I question authority and am willing to challenge the status quo, but I will always relate far more to the values of that optimistic time of America at the beginning of the Kennedy years.
Tell me about your grandmother, and how her dish towels helped inspire your “Ships Ahoy!”
Both my grandparents’ houses and the ranch were the only stable places my brother, sister, and I had as children. My maternal grandmother was an amazing woman. She came from a long line of Virginia aristocracy and reminded us of this every day. She homesteaded in Aspen in 1915 and shot a bear when she was 17. She was a refined southern lady, but tough as nails. My paternal grandmother was a die-hard Nevadan. She grew up in a tiny town, Caliente, Nevada, but had an incredible sense of design. She could make a masterpiece out of a coffee tin.
Right now, we’re in the process of cleaning out the house in Reno. My grandparents died five years ago, but we’ve been unable to alter anything. Each item in the house has so much sentimental value, from the grandfather clock to the dish towels. But it makes no sense to stop time and seal the doors. There isn’t an exact dish towel that matches the business card illustrations; I borrowed the attitude of several of them. Of course, I have a big plastic bin with too many of them.
I can see how this is the slow decline into hoarding.
Okay, those “Sad Places” cards: How did the perpetually radiant Sean Adams get in touch with his inner bleakness?
Thanks for the compliment, Michael. But ask any of my close friends if I’m perpetually radiant; they’d say, “Are you nuts? He’s a mean terrier.”
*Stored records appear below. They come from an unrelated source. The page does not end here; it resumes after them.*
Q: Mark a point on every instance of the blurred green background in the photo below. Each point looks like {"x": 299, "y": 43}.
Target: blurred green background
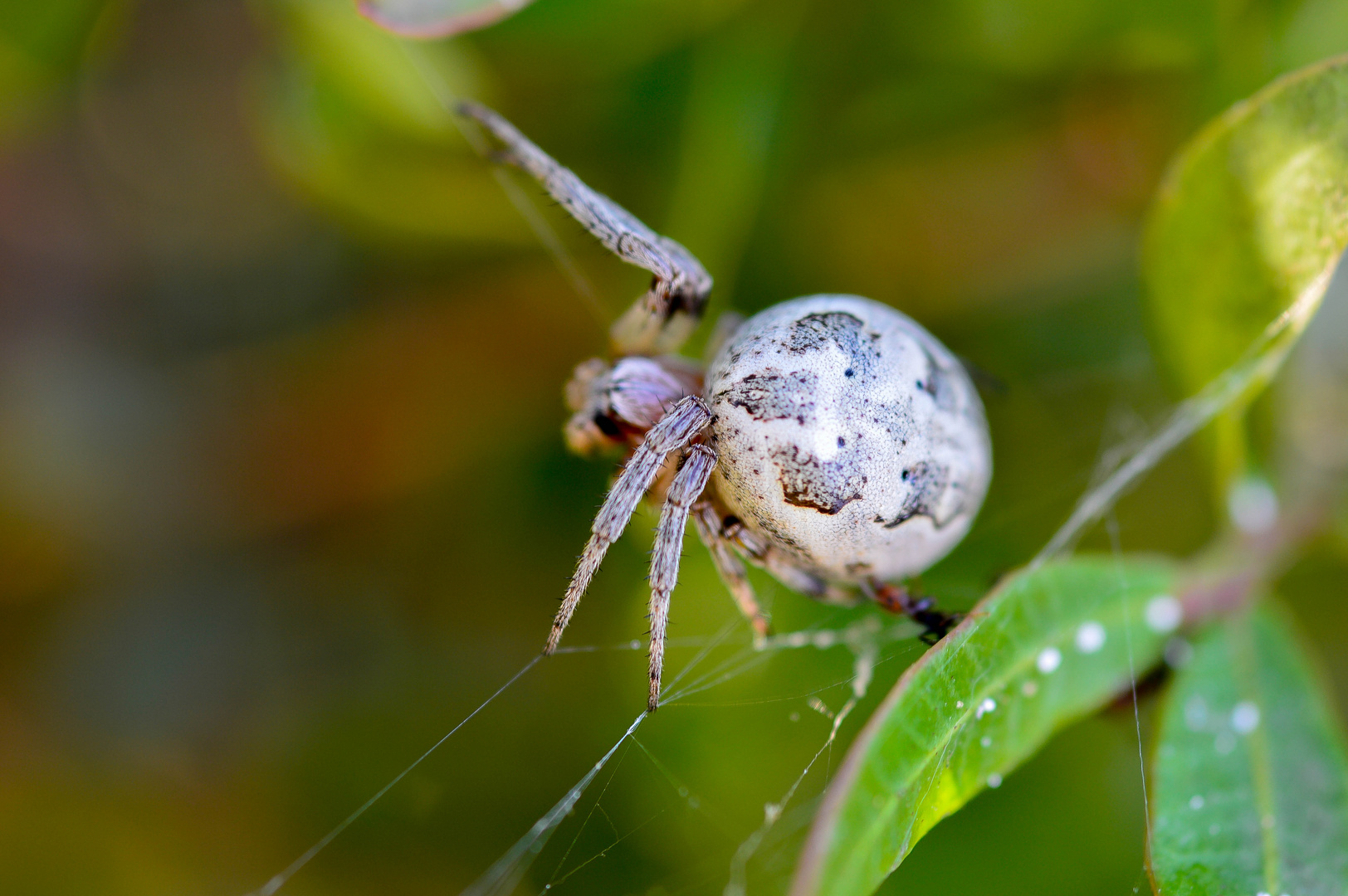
{"x": 282, "y": 488}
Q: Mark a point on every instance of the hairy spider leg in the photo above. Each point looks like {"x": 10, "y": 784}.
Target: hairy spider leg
{"x": 673, "y": 433}
{"x": 669, "y": 543}
{"x": 667, "y": 314}
{"x": 730, "y": 567}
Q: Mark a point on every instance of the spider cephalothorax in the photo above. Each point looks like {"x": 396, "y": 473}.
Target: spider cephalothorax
{"x": 832, "y": 441}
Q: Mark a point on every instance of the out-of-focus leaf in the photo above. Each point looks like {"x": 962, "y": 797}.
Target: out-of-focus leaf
{"x": 1045, "y": 648}
{"x": 437, "y": 17}
{"x": 358, "y": 119}
{"x": 39, "y": 45}
{"x": 1253, "y": 216}
{"x": 1250, "y": 790}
This is a complicated issue because it is personal. I don’t want to drop into a Vanity Fair tell-all of misery here, but as you can see from my 1960s answer, stability was job two when I was growing up. I take pictures of these places because I know them. I recall that feeling of being trapped, with little hope and no solutions. Fortunately, I never surrendered and allowed myself to slip in a lethargic state of self-pity.
Now, you ask, why would anyone want a business card of sad places where all hope is lost? I wanted them because I love the contradiction. Handing someone a business card is an act of optimism. It says, “Hi, this is me. I want to know you.” I love the idea of pairing this optimism and hope with the complete opposite. I love that I can hand this to someone and they will look at it and smile, say “thanks,” then turn it over and look at me puzzled. That’s making an impact, which is a business card’s job.
Any other public projects in the works?
I'm working on a couple of remarkable projects for the Natural History Museum now. I can’t say anything specific yet; look for openings mid-2013. I'm incredibly proud of the work done to date, and it’s frustrating to keep it secret, but it’s worth the wait.